Science Fair Project Encyclopedia
Japan, since 1948, has held an annual ceremony called the Coming-of-Age Day (成人の日; seijin no hi), the second Monday of January, for those becoming 20 years old in the new calendar year. Until 1999, the day was held on January 15. The day is a national holiday, and local governments generally hold some sort of ceremony. Women often wear furisode, a traditional Japanese formal kimono with long sleeves. Men usually wear suits, though some wear traditional Japanese clothes. At this age, the right to smoke, drink, and vote is granted . It was known as genpuku (see the section below) among samurai in the past.
 Gempuku In Japan, Gempuku (元服) was a celebration that showed a samurai was considered to be an adult. The age of gempuku varied from 12 to 18.
Upon reaching this age, men usually changed their names from their birth names to adult names, changed their hair styles to an adult style by shaving the forelocks, received their first swords, and began to be treated as adults.

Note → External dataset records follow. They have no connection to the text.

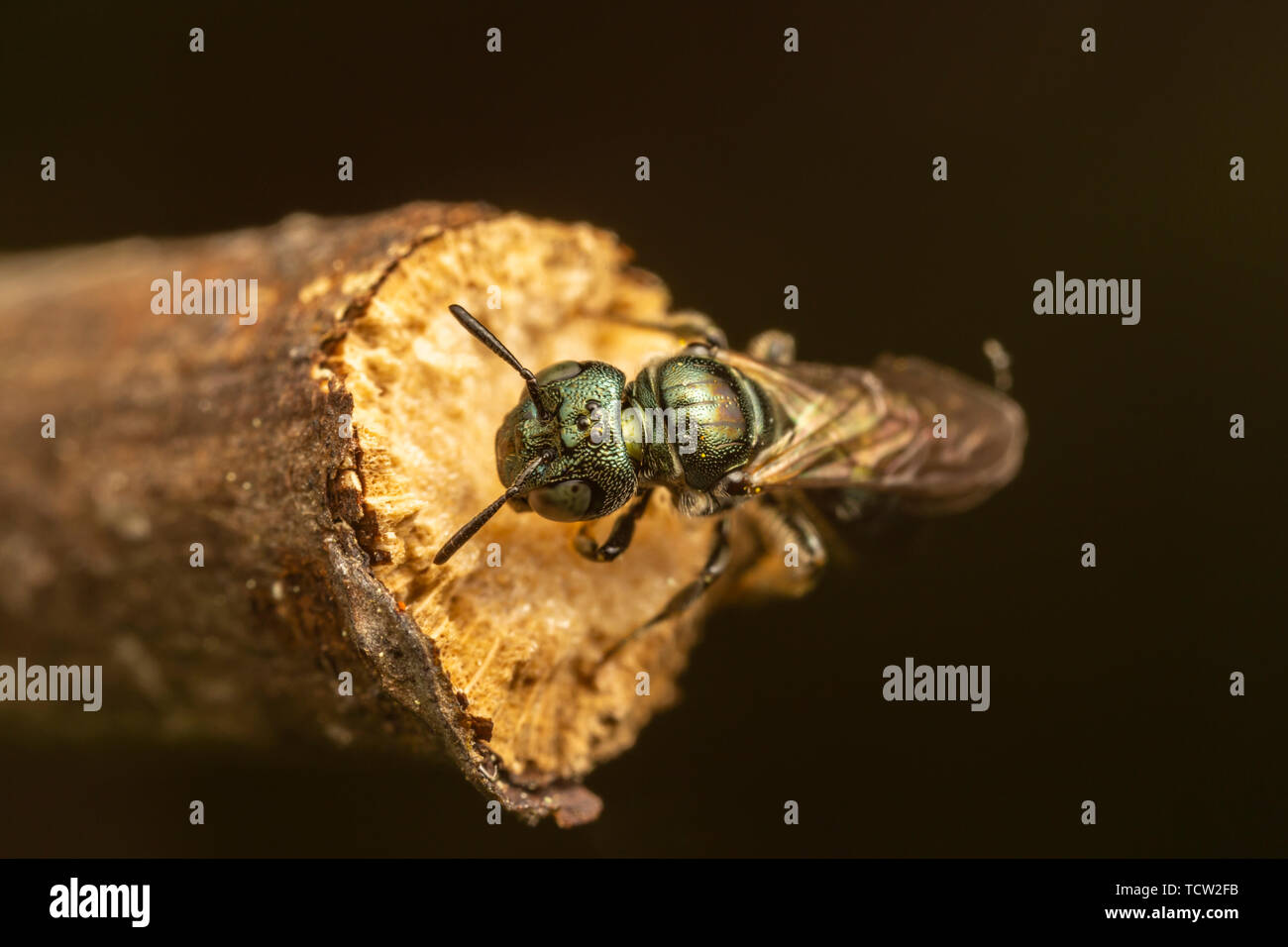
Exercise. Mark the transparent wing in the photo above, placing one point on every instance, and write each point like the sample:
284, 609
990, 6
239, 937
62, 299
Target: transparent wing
874, 428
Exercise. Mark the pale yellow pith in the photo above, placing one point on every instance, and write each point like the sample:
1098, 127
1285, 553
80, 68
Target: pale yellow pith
520, 641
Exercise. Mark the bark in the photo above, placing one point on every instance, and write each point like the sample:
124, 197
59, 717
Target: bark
176, 429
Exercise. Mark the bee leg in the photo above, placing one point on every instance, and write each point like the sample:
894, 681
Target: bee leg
716, 565
795, 549
619, 538
773, 346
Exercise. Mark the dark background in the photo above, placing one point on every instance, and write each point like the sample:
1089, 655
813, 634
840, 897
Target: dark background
772, 169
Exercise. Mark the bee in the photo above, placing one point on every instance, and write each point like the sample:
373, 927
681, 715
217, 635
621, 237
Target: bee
719, 428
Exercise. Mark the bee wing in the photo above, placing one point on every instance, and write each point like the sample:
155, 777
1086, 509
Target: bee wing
875, 429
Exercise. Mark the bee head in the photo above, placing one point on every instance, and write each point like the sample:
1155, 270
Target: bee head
559, 453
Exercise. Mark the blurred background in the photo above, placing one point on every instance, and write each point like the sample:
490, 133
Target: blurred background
769, 169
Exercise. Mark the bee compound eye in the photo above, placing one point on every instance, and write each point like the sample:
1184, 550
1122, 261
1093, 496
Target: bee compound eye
566, 502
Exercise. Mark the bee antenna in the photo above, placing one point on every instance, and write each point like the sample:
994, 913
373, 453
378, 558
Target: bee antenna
484, 335
472, 527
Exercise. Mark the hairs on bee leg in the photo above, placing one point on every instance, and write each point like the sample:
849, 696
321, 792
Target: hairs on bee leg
716, 565
621, 535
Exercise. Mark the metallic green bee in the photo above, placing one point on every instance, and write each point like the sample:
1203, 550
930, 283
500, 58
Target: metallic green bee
717, 428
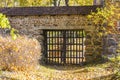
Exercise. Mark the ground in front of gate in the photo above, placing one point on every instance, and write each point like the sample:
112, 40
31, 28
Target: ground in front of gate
88, 72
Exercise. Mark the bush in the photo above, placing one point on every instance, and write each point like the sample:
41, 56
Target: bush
20, 54
115, 64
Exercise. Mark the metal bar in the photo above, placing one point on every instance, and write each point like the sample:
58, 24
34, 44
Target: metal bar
82, 47
76, 49
64, 46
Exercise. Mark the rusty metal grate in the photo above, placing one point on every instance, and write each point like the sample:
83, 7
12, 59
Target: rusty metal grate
64, 46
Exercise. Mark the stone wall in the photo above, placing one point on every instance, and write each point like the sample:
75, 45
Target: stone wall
32, 26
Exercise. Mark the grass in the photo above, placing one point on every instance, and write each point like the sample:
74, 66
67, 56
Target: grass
47, 72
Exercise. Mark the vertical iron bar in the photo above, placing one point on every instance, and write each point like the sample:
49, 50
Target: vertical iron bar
76, 48
49, 46
45, 46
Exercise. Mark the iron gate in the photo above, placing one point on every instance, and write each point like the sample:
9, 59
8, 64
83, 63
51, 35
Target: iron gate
64, 46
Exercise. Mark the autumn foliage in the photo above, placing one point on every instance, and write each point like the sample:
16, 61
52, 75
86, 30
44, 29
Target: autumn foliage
20, 54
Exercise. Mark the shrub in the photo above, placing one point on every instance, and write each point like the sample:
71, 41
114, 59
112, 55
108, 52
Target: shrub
20, 54
116, 67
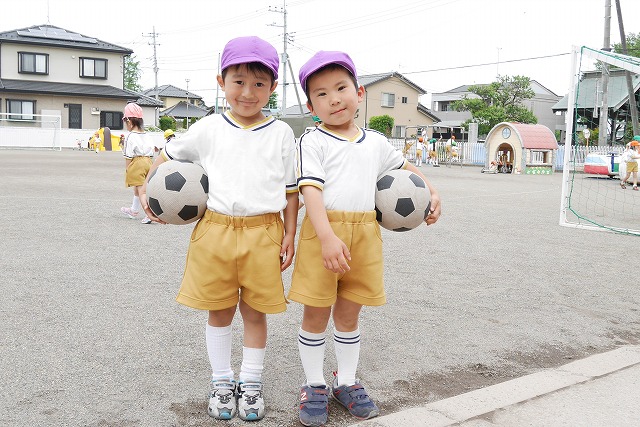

They separated from their mothers or governesses, and they became able to take on the dominant role in shudo (male-male love) relationships. Some were even given a territory to rule. No samurai was allowed to marry before gempuku, though they could be engaged. There was no gempuku or equivalent ceremony for women. On rare occasions, gempuku was held for someone younger than 12 for the purpose of marriage. Marriage at this age was for political purposes.
Alternate spellings include genpuku, gembuku, genbuku, gembaku, and genbaku.